The aim of the current study was to evaluate the associations of TSH concentrations with cardiovascular risk parameters, as well as the associations between changes in TSH concentrations and changes in cardiovascular risk parameters in euthyroid overweight and (morbidly) obese children, before and after 12-month lifestyle intervention. Furthermore, we evaluated whether TSH release by the pituitary in response to exogenous TRH stimulation was associated with increased CVD.
Several hypotheses can be postulated about the interaction between serum TSH concentrations and cholesterol metabolism and the underlying mechanisms. Previous studies demonstrated that TSH receptors (TSH-r) are not merely expressed in thyroid tissue, but also in other tissues, including hepatocytes. TSH binding to hepatic TSH-r stimulates sterol regulatory element-binding proteins (SREBP-2) and consequently transcription of 3- hydroxy-3-methyl-glutaryl coenzyme A reductase, which leads to higher endogenous cholesterol synthesis. Furthermore, TSH-r activation lowers bile acid synthesis.

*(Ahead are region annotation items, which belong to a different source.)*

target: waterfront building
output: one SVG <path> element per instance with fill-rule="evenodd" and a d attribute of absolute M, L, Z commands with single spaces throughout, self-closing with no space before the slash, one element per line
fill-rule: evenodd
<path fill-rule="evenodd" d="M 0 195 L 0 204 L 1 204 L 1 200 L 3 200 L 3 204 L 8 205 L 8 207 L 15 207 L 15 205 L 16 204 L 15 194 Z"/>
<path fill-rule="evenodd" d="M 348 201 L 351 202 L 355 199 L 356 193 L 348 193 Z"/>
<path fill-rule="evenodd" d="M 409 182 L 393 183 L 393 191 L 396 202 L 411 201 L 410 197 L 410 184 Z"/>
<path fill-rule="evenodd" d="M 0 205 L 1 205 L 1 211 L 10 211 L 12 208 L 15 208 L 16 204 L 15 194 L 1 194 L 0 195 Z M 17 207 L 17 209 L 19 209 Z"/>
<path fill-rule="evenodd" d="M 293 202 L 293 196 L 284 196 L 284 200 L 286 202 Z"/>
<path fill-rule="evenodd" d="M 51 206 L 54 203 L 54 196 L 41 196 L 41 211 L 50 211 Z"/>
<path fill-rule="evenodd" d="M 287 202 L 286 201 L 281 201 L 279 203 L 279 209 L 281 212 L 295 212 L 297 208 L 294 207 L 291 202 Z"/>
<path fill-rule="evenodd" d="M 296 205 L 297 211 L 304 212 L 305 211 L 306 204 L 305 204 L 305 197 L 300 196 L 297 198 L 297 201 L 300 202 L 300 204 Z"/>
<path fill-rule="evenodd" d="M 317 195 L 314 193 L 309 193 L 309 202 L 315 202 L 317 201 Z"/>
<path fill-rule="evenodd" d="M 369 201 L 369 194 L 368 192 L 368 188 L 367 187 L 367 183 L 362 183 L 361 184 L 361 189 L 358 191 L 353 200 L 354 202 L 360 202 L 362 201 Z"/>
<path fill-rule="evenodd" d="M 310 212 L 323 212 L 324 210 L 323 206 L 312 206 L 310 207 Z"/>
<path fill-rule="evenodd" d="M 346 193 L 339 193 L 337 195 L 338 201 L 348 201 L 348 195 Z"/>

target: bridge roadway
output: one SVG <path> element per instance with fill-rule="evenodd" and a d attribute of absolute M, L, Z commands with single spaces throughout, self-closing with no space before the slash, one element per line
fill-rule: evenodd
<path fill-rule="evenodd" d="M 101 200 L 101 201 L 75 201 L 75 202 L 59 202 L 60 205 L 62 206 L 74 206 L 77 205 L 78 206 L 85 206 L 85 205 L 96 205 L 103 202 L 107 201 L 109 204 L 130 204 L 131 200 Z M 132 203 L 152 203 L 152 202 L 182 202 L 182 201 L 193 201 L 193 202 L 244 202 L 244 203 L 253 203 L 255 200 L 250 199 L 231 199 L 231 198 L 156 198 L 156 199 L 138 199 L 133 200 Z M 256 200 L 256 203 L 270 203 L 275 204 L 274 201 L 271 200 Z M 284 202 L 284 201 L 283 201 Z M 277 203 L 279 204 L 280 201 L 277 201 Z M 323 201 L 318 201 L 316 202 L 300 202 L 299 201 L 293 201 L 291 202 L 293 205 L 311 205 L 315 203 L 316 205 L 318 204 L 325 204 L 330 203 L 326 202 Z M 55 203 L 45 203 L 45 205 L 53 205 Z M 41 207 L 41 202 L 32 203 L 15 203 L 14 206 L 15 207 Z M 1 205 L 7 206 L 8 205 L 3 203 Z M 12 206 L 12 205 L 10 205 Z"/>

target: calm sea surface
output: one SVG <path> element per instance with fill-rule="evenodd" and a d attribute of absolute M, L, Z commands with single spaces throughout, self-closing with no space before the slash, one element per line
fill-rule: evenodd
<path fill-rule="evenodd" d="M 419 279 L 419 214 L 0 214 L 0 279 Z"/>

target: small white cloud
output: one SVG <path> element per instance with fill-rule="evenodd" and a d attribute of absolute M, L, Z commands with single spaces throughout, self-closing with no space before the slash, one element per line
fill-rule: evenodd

An inverse association between TSH concentrations and serum total bile acid concentrations was demonstrated in adults with subclinical hypothyroidism. Finally, TSH increases proprotein convertase subtilisin kexin type 9 (PCSK9) transcription, another SREBP-2 target. PCSK9 is considered an important regulator of LDL-receptor (LDL-r) function by inhibiting LDL-r recycling to the cell surface. Recently Ozkan et al. demonstrated a positive association between PCSK9 and TSH concentrations, which suggests that there might also be an effect of TSH on LDL-r function, mediated via PCSK9.
In conclusion, in euthyroid overweight and (morbidly) obese children, serum TSH concentrations are positively associated with markers representing increased CVD risk such as TChol, LDL-C, TAG, and MCP-1 concentrations. The additional observation that changes in TSH are associated with changes in TC, LDL-C, and TAG concentrations in children with successful weight loss after 1 year of participating in a lifestyle intervention strengthens the earlier assumptions that serum TSH is indeed an intermediary factor in modulating lipid and lipoprotein metabolism, although causality could not be demonstrated. It is worth exploring in more depth the potential association between TSH and whole-body cholesterol metabolism, including endogenous cholesterol synthesis, intestinal cholesterol absorption, and receptor-mediated cholesterol clearance.